※当ブログは新サイト に移転いたしました。

新規の編集は、新サイトの方で実施しています。

日の丸・君が代訴訟、逆転勝訴:東京高裁

 東京都立学校で入学式や卒業式の際、都教委が日の丸への起立や君が代斉唱を強要する通達を出し、従わなかった教職員を処分したのは違憲・違法として、教職員約170人が処分取り消しなどを求めた訴訟で、東京高裁は3月10日、教職員の請求を棄却した一審東京地裁判決を破棄し、処分の取り消しを命じる逆転勝訴判決を出しました。
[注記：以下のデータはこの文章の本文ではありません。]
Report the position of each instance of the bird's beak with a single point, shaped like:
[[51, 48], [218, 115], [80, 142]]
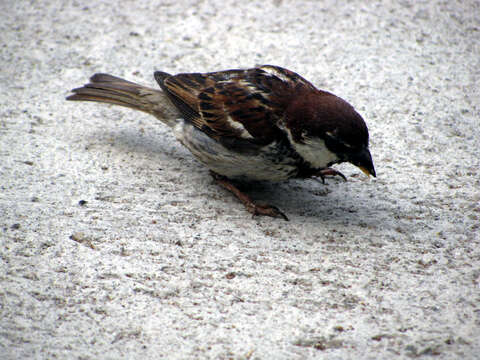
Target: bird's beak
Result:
[[365, 171]]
 この訴訟では、通達そのものは適法とするなど不十分な点もありますが、教職員を処分したことは行き過ぎで懲戒権の乱用と判断しています。
 また、卒業式でのピアノ伴奏を拒否して戒告処分を受けた小学校教員2人が処分取り消しを求めた別の訴訟についても、東京高裁は同日、教員の請求を棄却した一審判決を取り消して処分の取り消しを命じる逆転判決を出しました。
 東京都教育委員会が入学式や卒業式で日の丸・君が代を強要して教職員を処分する行為について、裁判では少なくとも処分については不当性が指摘されたことになります。
 日本国憲法の思想信条の自由や内心の自由からみても、さらに国旗国歌法で「強制はふさわしくない」という国会答弁がされていることからみても、日の丸・君が代の強制はなじみません、
 またもっと広く学校行事の運営という意味でも、日の丸・君が代強要派が押しつけの根拠とする学習指導要領ですら、学校行事は児童・生徒の自主性を尊重して運営するよう指示していることなどから、行政が特定の運営モデルを強要するというのも学習指導要領の趣旨に反します。
 今回の判決は、不十分な点もあるとはいえども、全体としてみれば歓迎できるものだといえます。